Também restam poucos redutos florestais: imagens de satélite mostram que as maiores áreas de mata – Mata do Curado, Reserva de Dois Irmãos, Mata da Várzea, Manguezal de Boa Viagem e Mata do Engenho Uchôa – ocupam partes muito pequenas ao lado da enorme área de cores cinzentas e avermelhadas – os tetos das casas e prédios.

Esse desprezo pelo verde é histórico. É de se considerar que a cidade do Recife foi construída a partir de devastações implacáveis ao longo dos séculos. Aqui havia um magnífico estuário da microbacia hidrográfica do Rio Capibaribe, riquíssimo em mangues e rodeado por morros revestidos de Mata Atlântica. O estuário foi brutalmente desfigurado por inúmeros aterros em cima dos quais grande parte das regiões central e periférica recifenses foi erguida.

O mesmo aconteceu com toda a extensão de mangue da cidade, com exceção do Manguezal de Boa Viagem e um punhado de áreas ciliares. O bairro do Ipsep, citado mais acima, só existe hoje porque a vegetação local foi destruída e o chão de lama foi aterrado em meados do século passado.

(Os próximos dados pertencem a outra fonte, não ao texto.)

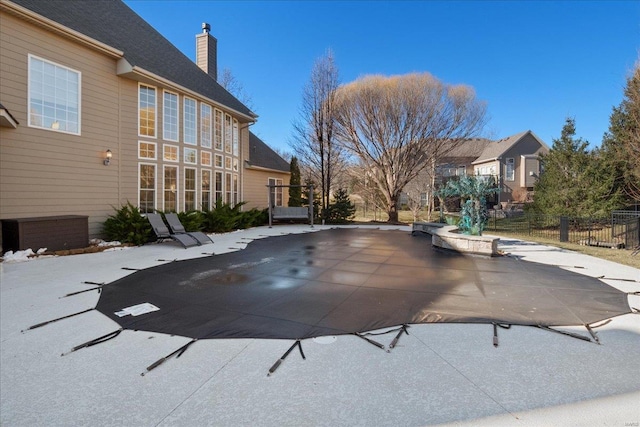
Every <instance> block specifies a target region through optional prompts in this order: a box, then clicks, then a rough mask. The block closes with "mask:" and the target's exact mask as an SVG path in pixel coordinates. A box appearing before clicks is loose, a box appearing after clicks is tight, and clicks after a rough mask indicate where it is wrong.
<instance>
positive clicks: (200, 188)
mask: <svg viewBox="0 0 640 427" xmlns="http://www.w3.org/2000/svg"><path fill="white" fill-rule="evenodd" d="M200 175H201V181H200V209H201V210H203V211H206V210H209V209H211V171H210V170H207V169H203V170H202V172H200Z"/></svg>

As matas ciliares também foram sacrificadas em nome da urbanização. Quem anda pelo Rio Capibaribe nos seus quilômetros finais perceberá que significativos trechos de sua margem já não contam mais com árvores. A grande maioria da vegetação ciliar que restou não passa dos vinte metros de largura.

A floresta atlântica dos morros também sofreu uma apocalíptica destruição. À exceção do morro dentro da extensão da Mata do Engenho Uchôa, tudo ali foi derrubado e deu lugar a bairros periféricos extremamente desordenados, que hoje sofrem com a erosão de paredes de solo nu a qual frequentemente causa danos materiais e perdas de vida a cada chuva forte.

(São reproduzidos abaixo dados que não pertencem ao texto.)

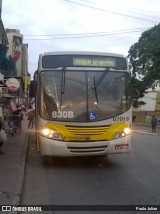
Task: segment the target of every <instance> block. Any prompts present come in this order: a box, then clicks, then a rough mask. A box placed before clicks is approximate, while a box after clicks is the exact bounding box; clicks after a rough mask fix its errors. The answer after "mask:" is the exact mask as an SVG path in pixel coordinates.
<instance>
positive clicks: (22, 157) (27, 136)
mask: <svg viewBox="0 0 160 214" xmlns="http://www.w3.org/2000/svg"><path fill="white" fill-rule="evenodd" d="M29 139H30V134H29V133H28V132H27V133H26V136H25V144H24V148H23V151H22V160H21V166H20V172H19V177H18V181H17V183H16V184H15V197H13V199H12V204H11V205H12V206H19V205H20V204H21V200H22V198H21V197H22V191H23V184H24V176H25V175H24V174H25V169H26V159H27V152H28V147H29ZM10 213H11V214H13V213H14V214H18V213H19V211H11V212H10Z"/></svg>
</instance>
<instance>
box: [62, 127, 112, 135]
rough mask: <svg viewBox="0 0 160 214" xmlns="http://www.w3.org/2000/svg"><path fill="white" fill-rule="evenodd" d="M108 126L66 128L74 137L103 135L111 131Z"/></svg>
mask: <svg viewBox="0 0 160 214" xmlns="http://www.w3.org/2000/svg"><path fill="white" fill-rule="evenodd" d="M109 127H110V125H107V126H97V127H95V126H66V128H67V129H68V131H69V132H70V133H72V134H73V135H103V134H104V133H106V132H107V131H108V129H109Z"/></svg>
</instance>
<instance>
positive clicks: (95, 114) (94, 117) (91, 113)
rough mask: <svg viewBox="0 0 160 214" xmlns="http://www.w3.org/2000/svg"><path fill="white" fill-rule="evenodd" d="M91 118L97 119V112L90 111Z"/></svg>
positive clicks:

Recife, enfim, é um legítimo caso de ecocâncer, um exemplo negativo de urbanização no Brasil. Mostrou-se aqui como se promove a destruição sistemática de ecossistemas em nome de um pseudoprogresso que não faz a cidade crescer, mas sim inchar. Aqui nunca se respeitou o verde, e até hoje persiste esse desrespeito à natureza.

Atitude essa que até a própria prefeitura insiste em dar cabo. As sucessivas gestões do governo municipal nunca deram à dimensão ambiental a atenção devida. Pelo contrário, permanecem investindo em políticas “antiverdes”. Três sórdidos detalhes mostram como nossos prefeitos não valorizam o verde: a precária manutenção das praças e parques da cidade, a inexistência de uma secretaria exclusivamente dedicada ao meio ambiente e o erguimento de obras que, ora não priorizam a arborização, ora agridem o próprio ambiente local.

Este último detalhe tem como exemplos maiores o chamado “parque” Dona Lindu, inaugurado parcialmente no final da gestão de João Paulo, onde a extensão de grama e árvores está reduzida a uma pequena porção da extensão do terreno onde foi construído e se situa espremido entre o paredão de edifícios e duas grandes construções que lembram tanques de armazenamento de combustível; e o projeto de construir uma estação de tratamento de lixo dentro da zona de proteção ambiental onde está incluída a Mata do Engenho Uchôa, a qual lança temores de que haja poluição e desmatamento na área.

Recife, por mais reconhecimento turístico que tenha, é uma cidade ecologicamente horrível, tem no verde um ponto fraquíssimo, tanto por seu histórico como pela sua situação atual. Não temos áreas vegetais bastantes, nossas florestas estão reduzidas a pontos e a prefeitura não dá nenhuma esperança de que isso vá mudar a curto ou médio prazo.

A verdade é que só a posse de um governo municipal sério que saiba fazer uma boa gestão urbano-ambiental e a ascensão da consciência ecológica dentro da cidade -- comportamento que irá impelir a população a cobrar a construção de parques verdes e a preservação das poucas matas existentes -- serão capazes de reverter essa triste situação.